Nammālvār himself signals the Tiruviruttam’s two interpenetrating frames by characterizing the poem as a v
iṇṇappam. Thus bracketed, the love poem (akapporuḷ) quite literally becomes akam (inner), enclosed in the embrace of the poem’s first verse and its final verse, the phala śruti. Yet this inner poem is also just the outer meaning: it is puram. The hidden inner (akam) meaning is secreted into these akam verses of the mundane puram world, embedded as god is embedded in Nammālvār, as Nammālvār is embedded within god. The task of the commentator is to draw together seamlessly the Tiruviruttam’s implicit meaning in the poem’s inner verses. In doing so, the poem’s inner meaning becomes public (after all, that’s the purpose of commentary), while the external shell is interred. To put it simply, akam is to svāpadeśa as puram is to anyāpadeśa, even as the akapporuḷ verses of the Tiruviruttam look to Caṅkam akam poetry for inspiration. To further extend the metaphor of akam and puram, the commentary becomes the poem’s public face mediating its inner worlds. But in the dance of akam and puram, whether within the Tiruviruttam or in how we approach Śrīvaiṣṇava commentary in general, they are not antagonists set against each other. They are complementary, fitting together as a jigsaw, each nestled into the other as svāpadeśa and anyāpadeśa, as poem and commentary.
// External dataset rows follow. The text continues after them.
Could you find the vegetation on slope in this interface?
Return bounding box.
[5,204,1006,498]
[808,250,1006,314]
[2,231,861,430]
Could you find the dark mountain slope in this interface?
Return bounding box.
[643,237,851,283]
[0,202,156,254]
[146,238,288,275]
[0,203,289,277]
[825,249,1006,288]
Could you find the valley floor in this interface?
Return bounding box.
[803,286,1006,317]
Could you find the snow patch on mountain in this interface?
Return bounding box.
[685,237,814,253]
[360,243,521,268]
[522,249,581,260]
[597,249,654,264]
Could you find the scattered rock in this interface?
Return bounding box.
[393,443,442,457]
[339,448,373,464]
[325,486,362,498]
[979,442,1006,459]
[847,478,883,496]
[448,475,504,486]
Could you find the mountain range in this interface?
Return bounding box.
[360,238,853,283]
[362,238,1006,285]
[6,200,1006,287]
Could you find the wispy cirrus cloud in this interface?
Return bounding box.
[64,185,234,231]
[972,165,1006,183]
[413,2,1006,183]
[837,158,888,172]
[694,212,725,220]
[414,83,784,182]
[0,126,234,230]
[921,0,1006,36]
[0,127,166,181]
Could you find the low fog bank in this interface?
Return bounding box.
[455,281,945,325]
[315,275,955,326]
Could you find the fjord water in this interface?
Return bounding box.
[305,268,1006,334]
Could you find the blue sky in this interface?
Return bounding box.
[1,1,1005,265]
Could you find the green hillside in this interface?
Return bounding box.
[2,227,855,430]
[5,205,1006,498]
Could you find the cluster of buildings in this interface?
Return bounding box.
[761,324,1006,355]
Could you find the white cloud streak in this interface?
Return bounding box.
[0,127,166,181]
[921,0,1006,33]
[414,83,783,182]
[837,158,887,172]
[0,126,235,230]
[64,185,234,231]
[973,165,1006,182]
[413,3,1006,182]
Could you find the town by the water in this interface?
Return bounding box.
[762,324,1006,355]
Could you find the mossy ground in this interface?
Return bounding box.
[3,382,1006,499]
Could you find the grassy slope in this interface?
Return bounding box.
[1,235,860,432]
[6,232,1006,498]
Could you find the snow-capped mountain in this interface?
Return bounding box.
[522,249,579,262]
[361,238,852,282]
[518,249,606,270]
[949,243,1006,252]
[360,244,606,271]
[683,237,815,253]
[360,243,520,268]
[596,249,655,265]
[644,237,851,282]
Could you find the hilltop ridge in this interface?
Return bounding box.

There are several important commentaries to the Tiruviruttam as befits Nammālvār’s status as the pre-eminent ālvār, but are far fewer than those composed for his Tiruvāymoli. Below I discuss the Tiruviruttam commentary authored by Periyavāccān Piḷḷai (b. 1128), the student of the formidable scholar Nampiḷḷai, and offer an example of Periyavāccān Piḷḷai’s commentary to a Tiruviruttam verse. I have chosen to focus on Periyavāccān Piḷḷai for several reasons. He is the only medieval commentator to compose commentaries on the entire Nālāyira Divya Prabandham, earning him the title vyākhyāna cakravarti (emperor of commentators). His writing also represents the maturation of Śrīvaiṣṇava Maṇipravāḷa prose discourse, and in many places (in his work on the Tiruviruttam and elsewhere) anticipates the internal philosophical differences that eventually lead several centuries later to a sectarian split. Finally, Piḷḷai’s commentarial voice is lively and energetic. His love for the Vālmīki Rāmāyaṇa expresses itself through an abundance of allusions to and citations from that text, while he demonstrates his erudition by also quoting liberally from Sanskrit scriptural sources. All of this sits comfortably beside references from the works of the ālvār and contemporary anecdotal evidence. Piḷḷai’s commentarial style is thorough and rigorous. In his Tiruviruttam commentary he takes care to elucidate the anyāpadeśa meaning by identifying the specific poetic situations, with colophonic statements such as ‘the friend comforts the heroine when the rains arrive’.111 He also attempts to establish narrative continuities within the text wherever possible. His commentary, composed in a dialogic style, is imaginative and thick with allusions. It also follows fairly closely the well-established contours that owe as much to literary commentators like Uraiyāciriyar as to philosophers and theologians writing in Sanskrit and Tamil.